– Ладно, не хочешь, не рассказывай. Ну так, в общих чертах: весело, грустно?
– Грустно.
– Ага, это не очень хорошо. Но ты все равно пиши, пиши. Это хорошее занятие. Я понимаю, я тоже человек искусства, как-никак… Чего ты? Не смотри так. Я, вообще-то, раньше выступал на сцене, да-а-а. И я был хорош, даже очень хорош, понял? Не какой-то там актеришка, нет, я был личностью!
Бомж остановился и погрустнел.
– Дай мне еще сигаретку. Ты знаешь, искусство само по себе ценно.
– Да, только никому оно не нужно.
– Это неправда! Неправда, не говори так. Искусство всегда нужно. В первую очередь его создателю.
– Ну не знаю.
– То есть ты хочешь сказать, тебя не радует то, что ты делаешь?
– А для чего оно мне?
– Э-э-э, нет. Ты сам знаешь. Ты знаешь это сам и не притворяйся, будто это не так. Искусство само по себе ценно. А если оно не делает тебя счастливым, значит… Может быть, просто может, это и не твое?
– Может.
– Вот чего ты хочешь?
– В каком смысле?
– Ну чего ты хочешь от жизни? Вообще вот?
– Не знаю, ничего конкретного. Я просто..
Романовы слова вдруг иссякли, как воздух в гробу. Иссяк и воздух.
– Я.. Я просто..
– Чего ты? Что? Ты подавился чем-то? Пиццей что ли?
Слова с трудом вылазят наружу из губ, как фарш из мясорубки:
– Не могу.
– Чего ты не можешь? Что такое?
Бездомный клонится вместе с Романовой спиной. Поддерживает грудь с обеих сторон. Романово лицо красное, как ломоть сырой говядины. Губы, как под прессом сжаты. Тело начинает свой танец: порывами и содроганиями. А изо рта, как пар из чайника, под напором вылетают слова:
– Я. Просто. Просто. Не хочу быть.
Зрачки узятся. Воспоминания ерзают под кожей. Лето. Летний вечер. Вера.
– Я не хочу быть один. Просто не хочу быть один.
Романово тело дергается, как под напряжением. А из глаз льется дождь.
– Ну чего ты? Чего?
Бездомный жмет к себе Романово горе.
– Ну поди сюда, сынок, поди. Все наладится. Ты не один. У тебя есть я. Все наладится как-нибудь.
Романов порыв противится. Потом подчиняется. По толстовке бездомного расплывается толстое море. Они обнимаются.
– Простите… Простите меня… Мне так стыдно.
– Не неси чушь. Все хорошо, успокойся.
Бездомная рука поглаживает кудри Романа. Как бездомного пса. Горе постепенно штилится, стихает. Романовы очи вопросительно проникают в колодцы бомжа.
– Тебе нечего стыдиться. Я все понимаю.
Добрых людей достаточно поблагодарить глазами. Они знают, слова могут лгать, но не глаза. Это столь малое значит столь многое. Это значит. Всё.
Хосподь Бох
«Однако, хоть европеец и сумеет легко отделаться от этих божеств, сделав их отображениями, ему никак не удастся в то же время утвердить отдельную их реальность. Бардо Тодол может это сделать, потому что в некоторых своих главных метафизических посылках эта книга ставит просвещенного и непросвещенного европейца в очень неловкое положение. Таково всегда присущее Бардо Тодол, хотя и не высказанное прямо, допущение того, что все метафизические истины по природе своей противоречивы, а также идея качественного различия уровней сознания и связанных с ними метафизических реальностей. Основа этой книги не скудное европейское «или-или», а великолепное утверждающее «оба-и».
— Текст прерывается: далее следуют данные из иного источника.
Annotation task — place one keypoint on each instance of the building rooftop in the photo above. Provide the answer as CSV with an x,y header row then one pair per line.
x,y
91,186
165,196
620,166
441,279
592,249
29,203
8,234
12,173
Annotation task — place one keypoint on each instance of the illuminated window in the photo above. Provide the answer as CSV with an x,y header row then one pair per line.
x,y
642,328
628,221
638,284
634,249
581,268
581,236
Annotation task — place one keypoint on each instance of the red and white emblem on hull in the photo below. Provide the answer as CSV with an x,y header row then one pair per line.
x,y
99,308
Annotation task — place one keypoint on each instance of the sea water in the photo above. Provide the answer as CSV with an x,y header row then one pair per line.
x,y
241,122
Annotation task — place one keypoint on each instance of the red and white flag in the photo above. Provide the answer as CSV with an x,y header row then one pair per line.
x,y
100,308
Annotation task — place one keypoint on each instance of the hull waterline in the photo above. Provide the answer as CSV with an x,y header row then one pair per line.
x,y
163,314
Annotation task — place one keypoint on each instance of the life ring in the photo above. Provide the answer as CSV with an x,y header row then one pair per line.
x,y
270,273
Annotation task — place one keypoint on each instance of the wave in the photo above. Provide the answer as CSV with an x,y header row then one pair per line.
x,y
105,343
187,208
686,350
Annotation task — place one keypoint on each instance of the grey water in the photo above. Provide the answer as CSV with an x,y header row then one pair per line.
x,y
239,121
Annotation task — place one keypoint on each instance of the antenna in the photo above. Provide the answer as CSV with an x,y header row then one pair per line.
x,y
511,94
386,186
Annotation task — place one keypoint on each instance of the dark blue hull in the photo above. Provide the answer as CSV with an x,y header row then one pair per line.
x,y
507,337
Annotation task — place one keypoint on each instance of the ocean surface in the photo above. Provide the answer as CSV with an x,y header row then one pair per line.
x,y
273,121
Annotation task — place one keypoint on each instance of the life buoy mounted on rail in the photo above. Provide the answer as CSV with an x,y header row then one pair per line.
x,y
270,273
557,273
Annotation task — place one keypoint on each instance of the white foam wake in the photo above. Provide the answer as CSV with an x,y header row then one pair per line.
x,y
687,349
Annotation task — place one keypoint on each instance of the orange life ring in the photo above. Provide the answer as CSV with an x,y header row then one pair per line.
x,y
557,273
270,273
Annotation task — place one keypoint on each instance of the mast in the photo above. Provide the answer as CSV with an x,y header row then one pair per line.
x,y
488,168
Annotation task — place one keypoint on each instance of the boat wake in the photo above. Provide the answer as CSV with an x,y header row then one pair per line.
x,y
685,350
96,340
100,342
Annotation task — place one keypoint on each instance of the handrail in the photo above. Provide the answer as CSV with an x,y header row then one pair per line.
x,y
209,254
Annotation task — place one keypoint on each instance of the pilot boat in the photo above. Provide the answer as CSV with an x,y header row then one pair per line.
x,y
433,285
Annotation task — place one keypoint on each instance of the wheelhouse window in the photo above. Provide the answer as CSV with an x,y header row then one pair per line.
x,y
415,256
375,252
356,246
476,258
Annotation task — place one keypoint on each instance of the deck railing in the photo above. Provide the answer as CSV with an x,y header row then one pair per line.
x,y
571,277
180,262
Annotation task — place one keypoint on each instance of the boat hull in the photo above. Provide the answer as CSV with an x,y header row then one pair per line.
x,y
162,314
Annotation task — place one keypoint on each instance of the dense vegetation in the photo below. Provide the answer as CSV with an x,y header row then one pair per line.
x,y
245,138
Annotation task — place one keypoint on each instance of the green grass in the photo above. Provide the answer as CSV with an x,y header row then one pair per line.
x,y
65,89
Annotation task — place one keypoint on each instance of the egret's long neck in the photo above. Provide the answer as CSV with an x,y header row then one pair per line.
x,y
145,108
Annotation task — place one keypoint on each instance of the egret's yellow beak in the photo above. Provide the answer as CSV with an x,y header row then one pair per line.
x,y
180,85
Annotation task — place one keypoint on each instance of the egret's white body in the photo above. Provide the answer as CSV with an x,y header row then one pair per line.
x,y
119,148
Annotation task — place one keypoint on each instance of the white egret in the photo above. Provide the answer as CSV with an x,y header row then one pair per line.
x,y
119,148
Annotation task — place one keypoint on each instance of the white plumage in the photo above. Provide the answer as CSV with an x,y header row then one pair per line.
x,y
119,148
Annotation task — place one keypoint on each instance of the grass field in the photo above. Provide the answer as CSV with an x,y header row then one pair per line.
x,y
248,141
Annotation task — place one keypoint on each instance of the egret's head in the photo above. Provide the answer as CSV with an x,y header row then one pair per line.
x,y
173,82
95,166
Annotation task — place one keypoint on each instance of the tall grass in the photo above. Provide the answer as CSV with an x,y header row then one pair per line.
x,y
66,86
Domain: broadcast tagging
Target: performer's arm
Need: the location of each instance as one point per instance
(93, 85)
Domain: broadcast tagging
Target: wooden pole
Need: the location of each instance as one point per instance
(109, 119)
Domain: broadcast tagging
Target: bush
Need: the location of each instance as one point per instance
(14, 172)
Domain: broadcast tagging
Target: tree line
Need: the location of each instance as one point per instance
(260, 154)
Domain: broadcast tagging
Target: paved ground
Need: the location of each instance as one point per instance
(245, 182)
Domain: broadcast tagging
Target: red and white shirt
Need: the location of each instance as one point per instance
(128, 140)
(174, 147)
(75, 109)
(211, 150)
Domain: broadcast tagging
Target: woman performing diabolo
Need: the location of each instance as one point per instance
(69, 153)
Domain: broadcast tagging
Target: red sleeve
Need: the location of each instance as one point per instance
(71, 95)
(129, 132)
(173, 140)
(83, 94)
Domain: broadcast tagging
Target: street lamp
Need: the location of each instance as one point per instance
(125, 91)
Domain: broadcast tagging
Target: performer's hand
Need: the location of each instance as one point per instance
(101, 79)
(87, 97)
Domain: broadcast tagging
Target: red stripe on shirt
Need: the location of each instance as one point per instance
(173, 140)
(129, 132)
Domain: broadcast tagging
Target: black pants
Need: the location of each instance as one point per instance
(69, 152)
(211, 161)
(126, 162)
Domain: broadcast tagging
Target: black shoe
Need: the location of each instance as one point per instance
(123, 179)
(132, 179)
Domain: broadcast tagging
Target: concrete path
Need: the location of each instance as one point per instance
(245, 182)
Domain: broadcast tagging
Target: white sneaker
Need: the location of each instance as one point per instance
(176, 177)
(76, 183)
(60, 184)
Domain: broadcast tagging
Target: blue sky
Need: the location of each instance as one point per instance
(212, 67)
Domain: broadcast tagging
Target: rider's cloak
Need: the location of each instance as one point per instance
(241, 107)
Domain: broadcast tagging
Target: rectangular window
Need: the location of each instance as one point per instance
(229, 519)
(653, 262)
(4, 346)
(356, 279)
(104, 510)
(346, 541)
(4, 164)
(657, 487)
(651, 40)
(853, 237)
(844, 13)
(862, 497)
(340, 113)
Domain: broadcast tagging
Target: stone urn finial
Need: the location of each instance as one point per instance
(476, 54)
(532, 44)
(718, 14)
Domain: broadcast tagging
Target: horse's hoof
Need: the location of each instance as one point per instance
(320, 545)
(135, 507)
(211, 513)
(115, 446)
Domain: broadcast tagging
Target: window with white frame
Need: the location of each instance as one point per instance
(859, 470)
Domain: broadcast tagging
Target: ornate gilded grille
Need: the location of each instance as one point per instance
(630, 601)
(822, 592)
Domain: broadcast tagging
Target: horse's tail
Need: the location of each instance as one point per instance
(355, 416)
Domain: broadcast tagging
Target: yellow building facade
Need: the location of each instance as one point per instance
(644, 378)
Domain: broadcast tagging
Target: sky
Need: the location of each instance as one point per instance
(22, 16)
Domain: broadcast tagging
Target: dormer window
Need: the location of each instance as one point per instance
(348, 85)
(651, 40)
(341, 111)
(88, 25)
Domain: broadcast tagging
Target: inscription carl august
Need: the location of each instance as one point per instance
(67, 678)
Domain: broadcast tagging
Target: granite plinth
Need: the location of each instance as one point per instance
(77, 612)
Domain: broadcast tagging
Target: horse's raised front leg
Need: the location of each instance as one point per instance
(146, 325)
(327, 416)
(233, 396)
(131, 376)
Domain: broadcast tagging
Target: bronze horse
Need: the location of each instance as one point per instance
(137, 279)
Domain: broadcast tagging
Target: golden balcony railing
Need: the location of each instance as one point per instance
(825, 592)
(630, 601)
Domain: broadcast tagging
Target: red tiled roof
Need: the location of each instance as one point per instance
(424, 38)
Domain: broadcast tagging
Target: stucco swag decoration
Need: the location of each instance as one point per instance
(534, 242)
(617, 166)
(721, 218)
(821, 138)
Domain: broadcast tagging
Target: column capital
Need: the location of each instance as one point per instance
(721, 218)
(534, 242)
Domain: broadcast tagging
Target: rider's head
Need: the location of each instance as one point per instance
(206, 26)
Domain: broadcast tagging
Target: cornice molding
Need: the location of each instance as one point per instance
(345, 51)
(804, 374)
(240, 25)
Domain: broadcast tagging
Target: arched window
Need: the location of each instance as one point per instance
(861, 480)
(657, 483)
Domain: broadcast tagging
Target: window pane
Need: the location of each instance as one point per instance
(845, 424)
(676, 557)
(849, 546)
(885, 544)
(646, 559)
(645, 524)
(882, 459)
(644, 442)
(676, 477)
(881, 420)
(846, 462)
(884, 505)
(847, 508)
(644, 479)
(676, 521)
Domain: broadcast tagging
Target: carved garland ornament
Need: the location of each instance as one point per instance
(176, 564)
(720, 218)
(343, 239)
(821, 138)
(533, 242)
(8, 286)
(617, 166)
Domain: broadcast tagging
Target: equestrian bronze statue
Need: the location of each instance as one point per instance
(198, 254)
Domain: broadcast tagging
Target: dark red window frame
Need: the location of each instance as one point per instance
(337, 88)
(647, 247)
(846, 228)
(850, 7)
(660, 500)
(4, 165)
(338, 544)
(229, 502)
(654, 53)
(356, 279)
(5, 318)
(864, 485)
Это явление может показаться спорным западному философу, поскольку Запад любит ясность и недвусмысленность. Последовательно один философ прилепляется к утверждению: «Бог Есть!» В то время как другой с тем же рвением к противоположному: «Бога Нет!» Что эти враждующие братья будут делать с утверждением вроде следующего: «…Сообразив, что Опорожненная Чистота твоего разума и составляет высшую Просветленность, и понимая в то же время, что это – по-прежнему твое собственное сознание – ты пребудешь и удержишься в состоянии божественного разума Будды».
Такое утверждение, я боюсь, столько же неприемлемо для нашей Западной философии, как и для нашей теологии. Бардо Тодол в высшей степени психологична в своих наблюдениях. А у нас философия и теология еще средневековые, на допсихологической пребывают ступени, где выслушиваются, объясняются, защищаются, критикуются и оспариваются только истины. В то время как авторитеты, сочинившие эти истины, по общему согласию, помещаются в стороне от предмета и обсуждению не подлежат.»
Карл Густав Юнг. Психологический комментарий к Тибетской Книге Мертвых.
– Ну ладно, не будем! Лучше скажи, сейчас пишешь что-нибудь?
– Да, я же говорю, роман.
– Ага, а про что?
– Не знаю. Это сложно вот так сказать…
Романов указательный палец виновато протирает глаза. Бездомные очи вопрошающе смотрят.
– Про себя, свои страхи, про нее.
Надлом. Плач вновь выливается. Но Романовы плечи поддерживаются бездомной рукой. Выливается горе, что Романова душа в себе волокла, волокла и выволокла из себя.
– Тише, тише. Ну чего ты, чего? Про кого про нее? Про девчонку какую-то?
– Да, про девчонку.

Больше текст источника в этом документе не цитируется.